J’en connais des aventuriers, des entreprenants qui comme mes parents sont partis de rien et se donnent les moyens de leurs ambitions. J’en connais des gros bosseurs qui ont un cap et savent s’y tenir, notamment paysans en milieu difficile. Il ont d’autant mon admiration que je ne leur ressemble pas. Ils me font un peu peur aussi pour la même raison. Et quand je me sens dépassé par une quelconque difficulté mineure, ou quand tout semble au fond facile pour moi une fois cet obstacle levé, j’ai le sentiment que je ne mérite pas ma chance. Parce que c’est un lieu où il y aurait encore tant à entreprendre, je me sens usurpateur de ne le faire qu’a minima, de ne faire que m’en servir et l’entretenir et d’en récolter un mérite qui ne m’est pas dû. Puis, un peu mieux disposé envers moi-même, je songe que les tempéraments hardis trouveront quoi qu’il arrive défis à leur ambition, ou bien se les créeront, et qu’il est bon parfois que les moins audacieux, les plus lents à la détente, les homo cogitatum et les handicapés des relations sociales, se fassent offrir la chance d’exprimer également une forme de créativité loin des épreuves majeures susceptibles de les clouer au sol. Mon problème est que j’exprime cette créativité plus volontiers ailleurs que dans l’activité que j’ai repris – par exemple dans le dessin, le texte, les deux imbriqués – mais que c’est de l’activité que je n’ai pas créée – et qui reste celle à laquelle je donne le plus de temps – que je tire prestige.

Auteur : zazar

Après des études dédiées à l’illustration et quelques années de pratique de la bande dessinée, je me réinstalle fin 2008 sur la petite ferme écolo (en AB et sous mention Nature et Progrès) où j’ai grandi, dans les Cévennes. Mes parents y avaient élu domicile en 1973, achetant alors une ruine et un terrain envahi par les pins. 40 ans plus tard, ils peuvent me léguer un lieu habitable, vivant, agréable… Une petite oasis de verdure isolée au cœur d’une forêt plutôt aride, et un outil de travail efficient – quoiqu’un peu brinquebalant.
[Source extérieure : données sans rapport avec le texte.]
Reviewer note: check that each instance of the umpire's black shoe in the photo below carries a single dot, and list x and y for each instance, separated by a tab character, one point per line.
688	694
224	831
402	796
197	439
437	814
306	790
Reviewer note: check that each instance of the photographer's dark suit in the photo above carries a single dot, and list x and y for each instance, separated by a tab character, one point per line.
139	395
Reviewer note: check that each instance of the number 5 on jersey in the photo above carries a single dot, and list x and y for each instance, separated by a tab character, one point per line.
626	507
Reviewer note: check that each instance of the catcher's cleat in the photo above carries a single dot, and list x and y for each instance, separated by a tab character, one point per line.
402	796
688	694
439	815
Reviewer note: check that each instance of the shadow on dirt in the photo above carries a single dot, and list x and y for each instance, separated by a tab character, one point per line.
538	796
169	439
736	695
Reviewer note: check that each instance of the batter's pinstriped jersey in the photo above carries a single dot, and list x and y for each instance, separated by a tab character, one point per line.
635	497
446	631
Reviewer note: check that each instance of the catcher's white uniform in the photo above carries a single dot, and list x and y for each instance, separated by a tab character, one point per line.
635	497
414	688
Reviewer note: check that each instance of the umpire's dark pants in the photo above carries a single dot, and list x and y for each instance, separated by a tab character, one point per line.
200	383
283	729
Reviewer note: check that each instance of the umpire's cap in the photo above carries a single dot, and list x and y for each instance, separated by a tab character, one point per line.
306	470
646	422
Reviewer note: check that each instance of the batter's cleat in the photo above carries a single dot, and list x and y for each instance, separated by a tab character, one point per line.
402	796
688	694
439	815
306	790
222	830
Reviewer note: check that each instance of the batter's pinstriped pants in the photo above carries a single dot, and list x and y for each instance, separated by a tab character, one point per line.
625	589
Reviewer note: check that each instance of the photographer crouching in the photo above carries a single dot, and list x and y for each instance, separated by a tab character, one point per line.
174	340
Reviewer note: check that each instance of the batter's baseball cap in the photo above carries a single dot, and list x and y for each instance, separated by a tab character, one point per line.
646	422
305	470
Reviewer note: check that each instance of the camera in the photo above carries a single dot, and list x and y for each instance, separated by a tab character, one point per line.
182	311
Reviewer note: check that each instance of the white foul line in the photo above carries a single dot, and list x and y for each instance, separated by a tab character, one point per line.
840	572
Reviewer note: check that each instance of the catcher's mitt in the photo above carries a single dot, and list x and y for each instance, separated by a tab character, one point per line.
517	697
Ainsi, en 2013, je reprends officiellement l’activité agricole de mes illustres géniteurs qui ont déménagé dans la bourgade avec services la plus proche. Je suis accompagné par ma compagne dans nos activités de cultures (fruits et légumes), de petit élevage, de valorisation de ces productions en cuisine (dans des foires bio et à la ferme) et d’Accueil Paysan en camping et chambres. Une bande dessinée dédiée à nos premières années paysannes, le « Carnet de Cambrousse », est à paraître. Le JOURNAL PAYSAN, lui, tout de texte, et sans doute plus intime, prend la suite de la BD, mais peut s’appréhender sans l’avoir lue. J’ai 37 ans quand je le démarre, le 8 avril 2017.